Kim
Kim

Reputation: 13

Simple Question : about python class parenthesis

Look at the code below.

class A :
  def __init__(self, a = "Hello") :
    self.a = a

print(A().a) # 1

print(A.a) # 2

1 is not error

2 is error - AttributeError: type object 'A' has no attribute 'a'

What is the difference between the two results?

Upvotes: 1

Views: 65

Answers (2)

NickTsonis
NickTsonis

Reputation: 73

You need to create an instance of the class first:

class A :
    def __init__(self, a = "Hello") :
        self.a = a

class_instance = A()
print(class_instance.a)

You can set the value of "a" when creating the instance by typing in the parenthesis:

class_instance = A("this is the value of a")

you can change the value after the creation like so:

class_instance.a = "New value of a"

A().a is creating an instance and returns the a value of the instance. A.a cannot be executed because A is the Class name and doesn't have any attributes if you don't create an instance first

Upvotes: 0

Louis Lac
Louis Lac

Reputation: 6406

In your code A refers the the type of a class and also to its constructor/initialiser. A is called the class and when you construct an object of type A with the constructor you get an instance of that class.
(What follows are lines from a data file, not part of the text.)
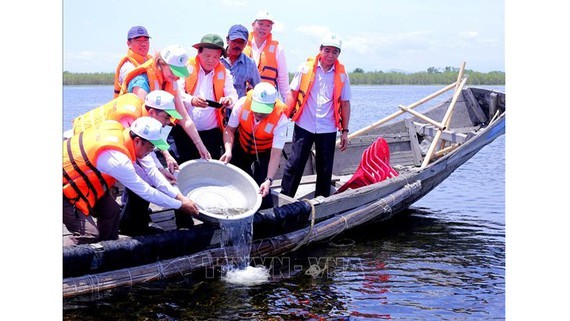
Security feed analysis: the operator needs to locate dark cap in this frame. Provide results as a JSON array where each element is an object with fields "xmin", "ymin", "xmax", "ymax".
[
  {"xmin": 192, "ymin": 33, "xmax": 227, "ymax": 57},
  {"xmin": 228, "ymin": 25, "xmax": 249, "ymax": 41},
  {"xmin": 127, "ymin": 26, "xmax": 150, "ymax": 40}
]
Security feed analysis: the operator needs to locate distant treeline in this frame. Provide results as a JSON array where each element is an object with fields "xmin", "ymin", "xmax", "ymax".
[{"xmin": 63, "ymin": 67, "xmax": 505, "ymax": 86}]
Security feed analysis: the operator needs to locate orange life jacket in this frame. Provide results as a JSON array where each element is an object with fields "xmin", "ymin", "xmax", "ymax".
[
  {"xmin": 63, "ymin": 120, "xmax": 136, "ymax": 215},
  {"xmin": 243, "ymin": 32, "xmax": 279, "ymax": 88},
  {"xmin": 184, "ymin": 56, "xmax": 226, "ymax": 130},
  {"xmin": 119, "ymin": 58, "xmax": 176, "ymax": 96},
  {"xmin": 113, "ymin": 48, "xmax": 152, "ymax": 98},
  {"xmin": 73, "ymin": 93, "xmax": 148, "ymax": 135},
  {"xmin": 288, "ymin": 54, "xmax": 347, "ymax": 130},
  {"xmin": 238, "ymin": 91, "xmax": 286, "ymax": 154}
]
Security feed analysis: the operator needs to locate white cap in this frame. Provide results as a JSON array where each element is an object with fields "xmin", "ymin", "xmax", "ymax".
[
  {"xmin": 130, "ymin": 116, "xmax": 170, "ymax": 150},
  {"xmin": 144, "ymin": 90, "xmax": 182, "ymax": 119},
  {"xmin": 160, "ymin": 45, "xmax": 190, "ymax": 77},
  {"xmin": 255, "ymin": 11, "xmax": 275, "ymax": 23},
  {"xmin": 251, "ymin": 82, "xmax": 277, "ymax": 114},
  {"xmin": 321, "ymin": 33, "xmax": 342, "ymax": 50}
]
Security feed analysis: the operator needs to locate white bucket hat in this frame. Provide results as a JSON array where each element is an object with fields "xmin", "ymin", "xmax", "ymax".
[
  {"xmin": 130, "ymin": 116, "xmax": 170, "ymax": 150},
  {"xmin": 144, "ymin": 90, "xmax": 182, "ymax": 119},
  {"xmin": 321, "ymin": 33, "xmax": 342, "ymax": 50},
  {"xmin": 251, "ymin": 82, "xmax": 277, "ymax": 114},
  {"xmin": 160, "ymin": 45, "xmax": 190, "ymax": 77}
]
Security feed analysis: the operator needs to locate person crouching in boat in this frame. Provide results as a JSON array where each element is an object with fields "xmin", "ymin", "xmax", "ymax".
[
  {"xmin": 281, "ymin": 34, "xmax": 351, "ymax": 197},
  {"xmin": 220, "ymin": 82, "xmax": 289, "ymax": 209},
  {"xmin": 62, "ymin": 117, "xmax": 198, "ymax": 246},
  {"xmin": 119, "ymin": 45, "xmax": 212, "ymax": 161},
  {"xmin": 66, "ymin": 90, "xmax": 182, "ymax": 183}
]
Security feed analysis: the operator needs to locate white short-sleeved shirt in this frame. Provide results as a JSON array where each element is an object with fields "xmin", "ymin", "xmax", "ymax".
[
  {"xmin": 228, "ymin": 96, "xmax": 289, "ymax": 149},
  {"xmin": 291, "ymin": 62, "xmax": 351, "ymax": 134},
  {"xmin": 178, "ymin": 68, "xmax": 238, "ymax": 131},
  {"xmin": 96, "ymin": 150, "xmax": 182, "ymax": 209},
  {"xmin": 247, "ymin": 38, "xmax": 291, "ymax": 101}
]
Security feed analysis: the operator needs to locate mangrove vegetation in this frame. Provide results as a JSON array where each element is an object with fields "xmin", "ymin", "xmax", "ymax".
[{"xmin": 63, "ymin": 67, "xmax": 505, "ymax": 86}]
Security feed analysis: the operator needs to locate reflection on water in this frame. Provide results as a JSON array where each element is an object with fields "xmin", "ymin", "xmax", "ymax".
[{"xmin": 65, "ymin": 208, "xmax": 505, "ymax": 320}]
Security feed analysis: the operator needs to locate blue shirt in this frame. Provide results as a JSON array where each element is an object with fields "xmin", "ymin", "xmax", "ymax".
[{"xmin": 220, "ymin": 52, "xmax": 261, "ymax": 97}]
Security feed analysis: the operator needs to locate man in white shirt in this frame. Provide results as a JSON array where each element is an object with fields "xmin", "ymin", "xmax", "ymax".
[
  {"xmin": 63, "ymin": 117, "xmax": 198, "ymax": 245},
  {"xmin": 243, "ymin": 11, "xmax": 292, "ymax": 105},
  {"xmin": 281, "ymin": 33, "xmax": 351, "ymax": 197},
  {"xmin": 171, "ymin": 34, "xmax": 238, "ymax": 164},
  {"xmin": 220, "ymin": 82, "xmax": 289, "ymax": 209}
]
A  # Refers to the class A
A()  # is an instance of class A

There is a difference between a class property and an instance property. Consider the following code:

class A:
  propertyA = "hello"

  def __init__(self, string="world"):
    self.propertyB = string

In this snippet propertyA is a class property while propertyB is an instance property. Each instance of type A has its own propertyB and you must instantiate and object (an instance) first.

A.propertyA  # Class property, does not need an instance
A().propertyB  # instance property, needs an instance

In your code the constructor for A is the code written in the __init__. This code will be called when you type A(). Note that you specified a default value for the parameter a but if you don't you would call the constructor like this:

A("hello")  # or:
A(a="hello")

Note that classes, instances and constructors are fundamentals of OOP (and by extension Python), you really should learn this, it avoids lots of basic errors.